- Nationality: British
- Born: 6 March 1950 (age 76) Leicester, Leicestershire, England

British Saloon Car Championship
- Years active: 1977–1978, 1980–1984, 1986
- Teams: Martin Thomas Dick Lovett Specialist Cars Tom Walkinshaw Racing Hughes of Beaconsfield
- Starts: 42
- Wins: 8 (1 in class)
- Poles: 5
- Fastest laps: 4
- Best finish: 6th in 1981

Championship titles
- 1981: British Saloon Car Championship - Class D

= Pete Lovett =

British racing driver (born 1950)

Peter Charles Lovett (born 6 March 1950) is a retired British racing driver and businessman. He is perhaps best known for his racing exploits in the TWR run Rover SD1 in the early 1980s.

==Racing career==
Lovett's debut in racing was in 1976 driving a Porsche, and then contested sportscar endurance events. He competed five times at the Le Mans 24 Hour between 1978 and 1982, but failed to finish any of the events due to mechanical difficulties.

Lovett made the switch to saloon car racing and made his debut in the British Touring Car Championship driving a Triumph Dolomite, before being picked up by the factory Austin Rover team. The Rover SD1 was the class of the field and Lovett took several wins between 1981 and 84, winning his class in 1981, and then finishing runner up in class to his team mate Jeff Allam in 1982. In 1983, he was in contention for the title alongside his team mates Allam and Steve Soper. Soper just pipped him to the championship, but then the Rover team was disqualified from the results for technical infringements. As well as racing in Britain Lovett drove for TWR in Europe, driving in the ETCC and also contesting the Spa 24 Hours race alongside his regular team mates.

Lovett made his final appearance in the BTCC in 1986 before retiring from motorsport to concentrate solely on his business interests.

==Later career==
Lovett's father founded his first car dealership in 1966. When he retired, Peter became chairman of Dick Lovett Cars, and owns a string of car dealerships across the south of England, catering for marques such as Ferrari, Porsche, Aston Martin, Jaguar Land Rover, Mercedes-Benz and BMW.

==Racing record==

===Complete British Saloon Car Championship results===
(key) (Races in bold indicate pole position; races in italics indicate fastest lap.)

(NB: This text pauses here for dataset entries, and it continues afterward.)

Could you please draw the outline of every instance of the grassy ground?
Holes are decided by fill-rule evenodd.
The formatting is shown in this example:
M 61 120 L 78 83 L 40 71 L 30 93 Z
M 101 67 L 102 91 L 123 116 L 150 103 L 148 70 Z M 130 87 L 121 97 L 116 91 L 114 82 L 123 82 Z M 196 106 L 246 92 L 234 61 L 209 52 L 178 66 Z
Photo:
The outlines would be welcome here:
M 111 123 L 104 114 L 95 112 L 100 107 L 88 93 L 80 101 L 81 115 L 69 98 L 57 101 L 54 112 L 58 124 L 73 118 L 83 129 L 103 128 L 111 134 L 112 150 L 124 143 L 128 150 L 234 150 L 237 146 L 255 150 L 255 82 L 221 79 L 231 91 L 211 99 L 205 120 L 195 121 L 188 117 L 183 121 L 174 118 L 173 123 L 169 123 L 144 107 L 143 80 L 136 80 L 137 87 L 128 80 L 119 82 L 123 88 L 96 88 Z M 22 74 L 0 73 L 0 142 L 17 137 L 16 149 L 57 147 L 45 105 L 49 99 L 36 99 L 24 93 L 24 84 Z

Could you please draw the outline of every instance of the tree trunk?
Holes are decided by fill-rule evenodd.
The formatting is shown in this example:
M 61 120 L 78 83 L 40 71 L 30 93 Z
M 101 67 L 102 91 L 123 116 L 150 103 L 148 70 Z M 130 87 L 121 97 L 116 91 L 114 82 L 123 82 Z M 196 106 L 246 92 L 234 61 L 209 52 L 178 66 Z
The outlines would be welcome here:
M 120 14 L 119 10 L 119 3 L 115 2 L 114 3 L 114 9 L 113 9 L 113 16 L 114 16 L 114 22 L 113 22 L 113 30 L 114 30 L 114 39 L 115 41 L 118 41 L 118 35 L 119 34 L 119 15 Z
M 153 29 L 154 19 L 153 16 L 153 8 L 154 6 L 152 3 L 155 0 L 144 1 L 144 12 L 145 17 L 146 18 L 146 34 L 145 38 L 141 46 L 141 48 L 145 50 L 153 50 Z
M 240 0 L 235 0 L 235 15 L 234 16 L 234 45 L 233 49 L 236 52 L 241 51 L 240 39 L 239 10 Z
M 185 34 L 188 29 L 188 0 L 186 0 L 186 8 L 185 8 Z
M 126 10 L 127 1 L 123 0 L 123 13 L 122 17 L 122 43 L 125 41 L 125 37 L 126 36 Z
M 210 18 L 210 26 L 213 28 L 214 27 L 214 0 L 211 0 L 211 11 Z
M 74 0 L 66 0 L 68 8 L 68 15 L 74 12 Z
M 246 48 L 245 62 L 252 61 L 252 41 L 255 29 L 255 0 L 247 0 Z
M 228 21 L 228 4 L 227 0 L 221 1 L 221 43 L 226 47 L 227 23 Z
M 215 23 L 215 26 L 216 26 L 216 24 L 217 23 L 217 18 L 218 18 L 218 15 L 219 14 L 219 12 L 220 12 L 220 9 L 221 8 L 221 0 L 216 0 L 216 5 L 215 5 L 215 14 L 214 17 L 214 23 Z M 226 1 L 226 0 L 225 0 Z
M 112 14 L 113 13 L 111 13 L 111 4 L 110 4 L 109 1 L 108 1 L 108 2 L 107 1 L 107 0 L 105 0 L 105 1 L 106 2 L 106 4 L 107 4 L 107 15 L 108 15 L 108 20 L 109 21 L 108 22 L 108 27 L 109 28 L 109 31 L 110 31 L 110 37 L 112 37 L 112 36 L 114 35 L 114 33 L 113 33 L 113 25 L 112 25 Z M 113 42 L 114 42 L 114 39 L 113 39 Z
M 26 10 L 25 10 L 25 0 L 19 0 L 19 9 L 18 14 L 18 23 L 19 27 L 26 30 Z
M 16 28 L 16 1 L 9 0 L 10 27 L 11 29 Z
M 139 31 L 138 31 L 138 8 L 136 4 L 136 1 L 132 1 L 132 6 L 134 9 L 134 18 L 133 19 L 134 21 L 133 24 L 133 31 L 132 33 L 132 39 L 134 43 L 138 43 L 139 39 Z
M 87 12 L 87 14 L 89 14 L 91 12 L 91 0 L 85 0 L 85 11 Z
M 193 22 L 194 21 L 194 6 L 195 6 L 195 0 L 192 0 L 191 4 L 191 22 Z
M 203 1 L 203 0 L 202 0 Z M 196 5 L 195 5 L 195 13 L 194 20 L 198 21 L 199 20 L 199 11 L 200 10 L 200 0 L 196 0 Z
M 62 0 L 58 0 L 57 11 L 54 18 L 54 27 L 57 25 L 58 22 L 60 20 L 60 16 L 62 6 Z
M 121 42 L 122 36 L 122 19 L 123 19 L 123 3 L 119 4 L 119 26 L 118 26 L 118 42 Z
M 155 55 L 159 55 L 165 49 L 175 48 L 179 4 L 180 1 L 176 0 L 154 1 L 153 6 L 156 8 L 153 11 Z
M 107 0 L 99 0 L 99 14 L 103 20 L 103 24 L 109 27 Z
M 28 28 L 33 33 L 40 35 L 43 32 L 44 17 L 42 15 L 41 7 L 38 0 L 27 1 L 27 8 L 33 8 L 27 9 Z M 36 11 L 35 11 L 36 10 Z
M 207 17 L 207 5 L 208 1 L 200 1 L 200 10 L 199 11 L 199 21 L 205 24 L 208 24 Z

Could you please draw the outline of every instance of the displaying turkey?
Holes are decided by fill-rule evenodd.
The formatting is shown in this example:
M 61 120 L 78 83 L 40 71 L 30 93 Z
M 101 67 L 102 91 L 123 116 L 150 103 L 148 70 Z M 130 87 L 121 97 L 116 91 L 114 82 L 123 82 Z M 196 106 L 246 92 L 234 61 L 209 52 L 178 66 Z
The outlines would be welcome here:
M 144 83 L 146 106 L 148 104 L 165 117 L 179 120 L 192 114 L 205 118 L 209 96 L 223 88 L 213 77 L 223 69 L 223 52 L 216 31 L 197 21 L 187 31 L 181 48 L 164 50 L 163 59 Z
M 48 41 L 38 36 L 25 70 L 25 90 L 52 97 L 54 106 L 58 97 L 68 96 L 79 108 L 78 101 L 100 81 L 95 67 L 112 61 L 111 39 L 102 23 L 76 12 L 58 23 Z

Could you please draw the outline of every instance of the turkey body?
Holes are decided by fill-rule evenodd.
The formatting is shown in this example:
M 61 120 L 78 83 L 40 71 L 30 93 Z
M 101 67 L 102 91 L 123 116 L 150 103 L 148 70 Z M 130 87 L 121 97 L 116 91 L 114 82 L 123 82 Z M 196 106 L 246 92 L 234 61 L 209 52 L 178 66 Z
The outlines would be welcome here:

Year: Team; Car; Class; 1; 2; 3; 4; 5; 6; 7; 8; 9; 10; 11; 12; DC; Pts; Class
1977: Martin Thomas; Triumph Dolomite Sprint; C; SIL; BRH; OUL; THR; SIL; THR; DON; SIL; DON; BRH; THR; BRH ?; NC; 0; NC
1978: Dick Lovett Specialist Cars; Triumph Dolomite Sprint; C; SIL 7; OUL; THR ?; BRH 8†; SIL ?†; DON ?†; MAL; BRH 10; DON; BRH; THR; OUL 8†; 11th; 30; 3rd
1980: TWR Pentax; Mazda RX-7; C; MAL; OUL; THR; SIL; SIL<; BRH; MAL; BRH 8; THR 8; SIL 9; 19th; 16; 4th
1981: TWR - Daily Express; Rover 3500S; D; MAL 5†; SIL; OUL; THR; BRH 4†; SIL 1; SIL 1; DON 2†; BRH 3; THR 3; SIL 2; 6th; 52; 1st
1982: Team Sanyo Racing with Esso; Rover 3500S; D; SIL; MAL; OUL; THR; THR 7; SIL 9; DON 4; BRH 1; DON 5; BRH 10; SIL 1; 16th; 27; 5th
1983: Team Sanyo Racing with Esso; Rover Vitesse; A; SIL 3; OUL 2; THR 1; BRH Ret; THR 1; SIL 2; DON 1; SIL 2; DON Ret; BRH 1; SIL 4; DSQ; 63; DSQ
1984: Team Sanyo Racing with Esso; Rover Vitesse; A; DON 4; SIL 2; OUL 3; THR 3; THR; SIL; SNE; BRH; BRH; DON; SIL; NC; 0; NC
1986: Hughes of Beaconsfield; Toyota Celica Supra; A; SIL 4; THR; SIL; DON; BRH; SNE; BRH; DON; SIL; 27th; 3; 11th
Source:

† Events with 2 races staged for the different classes.